At the moment, based on the information on the ONE systems published in open sources, the following intermediate conclusion can be drawn. The main prospect for using directed energy for military tasks is the ability to control riots (ADS), disable unshielded electronics (Bofors HPM BLACKOUT, HPEM), and protect critical areas and equipment (ADAM, LaWs and HEL MD). These capabilities alone allow us to raise the combat potential so much that it forces us to conduct constant R&D on the ONE systems. Systems with greater lethality and, accordingly, greater energy requirements are installed on large ships, large aircraft and ground targets of point defense with large energy sources. Although the first lethal ground-based mobile laser system HEL MD has already been deployed on a large machine, it is not yet as mobile, functionally flexible, or lethal as existing kinetic systems.

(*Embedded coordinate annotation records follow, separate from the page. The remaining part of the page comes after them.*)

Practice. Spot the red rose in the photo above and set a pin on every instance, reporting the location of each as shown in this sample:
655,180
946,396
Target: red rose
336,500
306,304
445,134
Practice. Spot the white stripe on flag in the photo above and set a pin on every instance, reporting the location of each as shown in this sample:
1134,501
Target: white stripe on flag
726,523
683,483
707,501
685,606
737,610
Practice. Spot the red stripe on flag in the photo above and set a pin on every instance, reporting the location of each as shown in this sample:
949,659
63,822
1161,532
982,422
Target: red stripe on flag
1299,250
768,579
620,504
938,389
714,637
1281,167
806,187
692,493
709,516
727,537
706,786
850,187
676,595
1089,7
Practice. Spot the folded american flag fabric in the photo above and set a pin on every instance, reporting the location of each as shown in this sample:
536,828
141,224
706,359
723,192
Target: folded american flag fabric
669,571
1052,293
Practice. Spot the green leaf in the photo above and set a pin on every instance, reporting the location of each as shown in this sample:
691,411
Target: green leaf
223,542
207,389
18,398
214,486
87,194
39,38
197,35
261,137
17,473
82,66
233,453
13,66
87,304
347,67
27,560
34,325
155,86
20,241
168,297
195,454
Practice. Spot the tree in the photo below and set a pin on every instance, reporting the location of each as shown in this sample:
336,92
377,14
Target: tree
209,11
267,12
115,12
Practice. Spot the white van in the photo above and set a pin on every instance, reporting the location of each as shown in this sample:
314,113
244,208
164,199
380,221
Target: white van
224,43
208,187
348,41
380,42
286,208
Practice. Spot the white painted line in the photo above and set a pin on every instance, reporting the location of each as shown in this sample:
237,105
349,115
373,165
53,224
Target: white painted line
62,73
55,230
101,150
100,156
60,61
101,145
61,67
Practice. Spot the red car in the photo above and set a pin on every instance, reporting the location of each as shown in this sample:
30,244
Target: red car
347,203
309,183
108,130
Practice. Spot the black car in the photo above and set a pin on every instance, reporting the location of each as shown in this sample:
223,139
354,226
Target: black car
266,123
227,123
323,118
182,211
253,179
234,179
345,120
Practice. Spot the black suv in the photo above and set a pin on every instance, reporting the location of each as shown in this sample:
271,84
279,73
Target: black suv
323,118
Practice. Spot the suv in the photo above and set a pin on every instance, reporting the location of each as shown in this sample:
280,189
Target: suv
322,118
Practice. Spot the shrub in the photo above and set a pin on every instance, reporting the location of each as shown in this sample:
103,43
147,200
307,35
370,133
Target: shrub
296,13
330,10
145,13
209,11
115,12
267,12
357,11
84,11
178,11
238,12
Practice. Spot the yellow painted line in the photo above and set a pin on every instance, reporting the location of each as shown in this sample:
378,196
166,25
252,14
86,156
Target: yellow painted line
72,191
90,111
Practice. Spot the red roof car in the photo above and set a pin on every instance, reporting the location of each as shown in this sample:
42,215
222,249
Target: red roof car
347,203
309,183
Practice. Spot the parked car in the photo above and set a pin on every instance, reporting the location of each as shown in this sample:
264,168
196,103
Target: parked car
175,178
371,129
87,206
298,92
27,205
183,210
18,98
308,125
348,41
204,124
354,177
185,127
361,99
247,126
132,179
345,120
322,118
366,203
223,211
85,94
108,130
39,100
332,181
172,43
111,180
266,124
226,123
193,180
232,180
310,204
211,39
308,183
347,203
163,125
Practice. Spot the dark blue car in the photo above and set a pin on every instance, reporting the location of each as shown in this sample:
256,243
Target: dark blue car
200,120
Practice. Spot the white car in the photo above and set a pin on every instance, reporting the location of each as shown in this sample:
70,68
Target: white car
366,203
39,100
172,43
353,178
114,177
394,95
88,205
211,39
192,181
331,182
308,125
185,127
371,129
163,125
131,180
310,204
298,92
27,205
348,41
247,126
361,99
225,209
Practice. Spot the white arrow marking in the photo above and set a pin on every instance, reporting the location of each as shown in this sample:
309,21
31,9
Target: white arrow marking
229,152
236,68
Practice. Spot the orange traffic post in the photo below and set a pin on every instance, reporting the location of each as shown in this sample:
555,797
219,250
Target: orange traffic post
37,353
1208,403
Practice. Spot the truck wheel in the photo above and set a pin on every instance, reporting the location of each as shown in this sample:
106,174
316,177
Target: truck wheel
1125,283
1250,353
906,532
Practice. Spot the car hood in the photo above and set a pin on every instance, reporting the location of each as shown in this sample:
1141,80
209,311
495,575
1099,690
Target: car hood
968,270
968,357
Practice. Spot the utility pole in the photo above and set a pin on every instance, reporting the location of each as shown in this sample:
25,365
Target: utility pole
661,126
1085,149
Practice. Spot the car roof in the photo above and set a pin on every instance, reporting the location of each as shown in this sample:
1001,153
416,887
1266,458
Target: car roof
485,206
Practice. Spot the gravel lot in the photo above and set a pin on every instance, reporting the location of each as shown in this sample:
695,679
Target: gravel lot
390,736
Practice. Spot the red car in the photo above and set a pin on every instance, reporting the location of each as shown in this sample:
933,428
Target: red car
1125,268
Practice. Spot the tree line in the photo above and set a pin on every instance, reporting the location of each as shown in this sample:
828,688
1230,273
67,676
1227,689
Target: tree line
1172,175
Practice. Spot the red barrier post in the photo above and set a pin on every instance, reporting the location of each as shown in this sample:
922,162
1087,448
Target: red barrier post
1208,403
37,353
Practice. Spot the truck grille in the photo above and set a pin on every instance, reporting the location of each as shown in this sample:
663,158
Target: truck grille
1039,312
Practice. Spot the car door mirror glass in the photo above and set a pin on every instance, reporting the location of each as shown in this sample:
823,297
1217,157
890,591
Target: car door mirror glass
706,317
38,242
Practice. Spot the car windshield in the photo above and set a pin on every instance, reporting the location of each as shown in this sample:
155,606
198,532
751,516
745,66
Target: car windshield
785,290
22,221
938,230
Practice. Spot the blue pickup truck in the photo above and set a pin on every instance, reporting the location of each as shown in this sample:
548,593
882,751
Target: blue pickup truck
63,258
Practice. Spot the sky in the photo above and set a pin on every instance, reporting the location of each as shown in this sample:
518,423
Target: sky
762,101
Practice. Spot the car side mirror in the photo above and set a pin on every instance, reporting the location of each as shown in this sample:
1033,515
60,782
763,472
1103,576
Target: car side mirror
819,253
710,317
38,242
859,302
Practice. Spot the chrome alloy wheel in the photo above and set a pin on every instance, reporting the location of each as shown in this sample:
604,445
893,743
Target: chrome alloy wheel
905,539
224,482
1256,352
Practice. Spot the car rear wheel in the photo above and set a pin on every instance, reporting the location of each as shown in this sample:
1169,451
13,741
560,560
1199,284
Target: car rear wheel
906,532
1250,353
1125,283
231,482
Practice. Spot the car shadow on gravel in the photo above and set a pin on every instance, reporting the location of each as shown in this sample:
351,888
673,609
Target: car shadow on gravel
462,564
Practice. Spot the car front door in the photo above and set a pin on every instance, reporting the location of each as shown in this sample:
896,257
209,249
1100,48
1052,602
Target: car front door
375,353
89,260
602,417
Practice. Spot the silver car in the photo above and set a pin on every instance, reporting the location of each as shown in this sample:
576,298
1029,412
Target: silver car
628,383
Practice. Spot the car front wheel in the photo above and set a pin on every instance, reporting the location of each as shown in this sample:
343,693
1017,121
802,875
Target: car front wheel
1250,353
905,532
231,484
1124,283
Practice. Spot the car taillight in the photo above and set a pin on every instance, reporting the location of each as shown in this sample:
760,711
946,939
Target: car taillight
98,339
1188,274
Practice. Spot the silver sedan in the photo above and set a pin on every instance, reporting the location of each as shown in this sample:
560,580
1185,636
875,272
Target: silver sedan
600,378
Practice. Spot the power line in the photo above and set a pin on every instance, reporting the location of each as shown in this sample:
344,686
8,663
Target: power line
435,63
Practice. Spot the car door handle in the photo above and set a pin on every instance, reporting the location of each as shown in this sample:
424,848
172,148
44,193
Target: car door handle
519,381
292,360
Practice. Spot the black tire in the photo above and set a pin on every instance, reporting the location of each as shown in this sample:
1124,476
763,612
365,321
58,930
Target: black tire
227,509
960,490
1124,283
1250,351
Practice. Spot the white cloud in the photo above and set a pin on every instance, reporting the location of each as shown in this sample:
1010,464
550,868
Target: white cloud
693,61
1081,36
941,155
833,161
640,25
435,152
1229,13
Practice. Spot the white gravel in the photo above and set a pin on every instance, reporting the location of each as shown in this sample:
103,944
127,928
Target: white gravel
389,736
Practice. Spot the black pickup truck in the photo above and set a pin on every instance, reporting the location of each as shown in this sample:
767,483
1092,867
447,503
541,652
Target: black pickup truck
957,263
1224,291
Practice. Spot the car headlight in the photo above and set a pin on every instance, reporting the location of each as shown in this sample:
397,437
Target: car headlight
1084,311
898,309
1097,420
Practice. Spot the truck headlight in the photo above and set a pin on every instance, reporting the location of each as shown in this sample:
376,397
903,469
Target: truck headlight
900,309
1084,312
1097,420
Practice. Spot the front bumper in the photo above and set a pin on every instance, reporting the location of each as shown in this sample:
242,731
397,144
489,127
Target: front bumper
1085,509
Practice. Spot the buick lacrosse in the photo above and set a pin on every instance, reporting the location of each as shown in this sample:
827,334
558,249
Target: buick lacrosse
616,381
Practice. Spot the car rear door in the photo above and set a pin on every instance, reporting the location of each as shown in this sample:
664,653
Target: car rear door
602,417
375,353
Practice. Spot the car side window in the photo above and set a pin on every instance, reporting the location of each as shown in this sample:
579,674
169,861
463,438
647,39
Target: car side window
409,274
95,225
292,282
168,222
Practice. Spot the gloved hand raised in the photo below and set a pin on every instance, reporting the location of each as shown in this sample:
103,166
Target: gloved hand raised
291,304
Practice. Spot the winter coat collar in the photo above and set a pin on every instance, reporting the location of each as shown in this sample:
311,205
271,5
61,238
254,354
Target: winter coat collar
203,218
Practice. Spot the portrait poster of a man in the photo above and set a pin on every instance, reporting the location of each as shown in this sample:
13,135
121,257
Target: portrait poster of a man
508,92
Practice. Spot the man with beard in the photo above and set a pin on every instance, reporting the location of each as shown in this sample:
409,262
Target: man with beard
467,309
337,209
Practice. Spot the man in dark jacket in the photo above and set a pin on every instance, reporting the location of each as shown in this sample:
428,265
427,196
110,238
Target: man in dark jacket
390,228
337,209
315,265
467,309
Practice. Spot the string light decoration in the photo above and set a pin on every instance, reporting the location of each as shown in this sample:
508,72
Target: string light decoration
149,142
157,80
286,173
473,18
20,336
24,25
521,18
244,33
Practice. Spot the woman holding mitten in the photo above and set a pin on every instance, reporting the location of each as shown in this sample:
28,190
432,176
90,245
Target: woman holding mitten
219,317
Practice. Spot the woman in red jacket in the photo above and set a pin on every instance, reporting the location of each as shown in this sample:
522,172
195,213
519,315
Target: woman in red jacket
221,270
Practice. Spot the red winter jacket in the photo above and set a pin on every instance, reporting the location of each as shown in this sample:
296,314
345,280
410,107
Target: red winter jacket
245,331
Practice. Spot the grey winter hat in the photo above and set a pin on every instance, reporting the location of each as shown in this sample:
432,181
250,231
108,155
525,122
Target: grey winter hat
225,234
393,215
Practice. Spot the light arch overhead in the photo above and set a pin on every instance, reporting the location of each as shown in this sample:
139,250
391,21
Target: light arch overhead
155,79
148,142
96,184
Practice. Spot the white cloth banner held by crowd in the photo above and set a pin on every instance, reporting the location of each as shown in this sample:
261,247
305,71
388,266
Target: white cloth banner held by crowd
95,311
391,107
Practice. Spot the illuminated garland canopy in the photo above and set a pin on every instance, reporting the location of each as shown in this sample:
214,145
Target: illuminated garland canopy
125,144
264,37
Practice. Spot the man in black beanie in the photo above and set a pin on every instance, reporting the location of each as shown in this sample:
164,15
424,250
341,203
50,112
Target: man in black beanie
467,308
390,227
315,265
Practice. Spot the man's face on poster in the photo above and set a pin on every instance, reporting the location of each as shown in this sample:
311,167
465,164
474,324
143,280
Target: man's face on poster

In the next decade, after overcoming significant technological difficulties, it is possible that a tank equipped with a new version of a laser system "similar to the HEL MD" will appear. The program manager for the development of solid-state laser technology at the Office of Naval Research wrote in his April 2013 report: “The future is here. Solid-state laser is a big step forward towards a fundamental transformation of modern warfare, which is characterized by the emergence of directed energy systems; exactly the same thing happened in due time with gunpowder, which replaced knives and swords."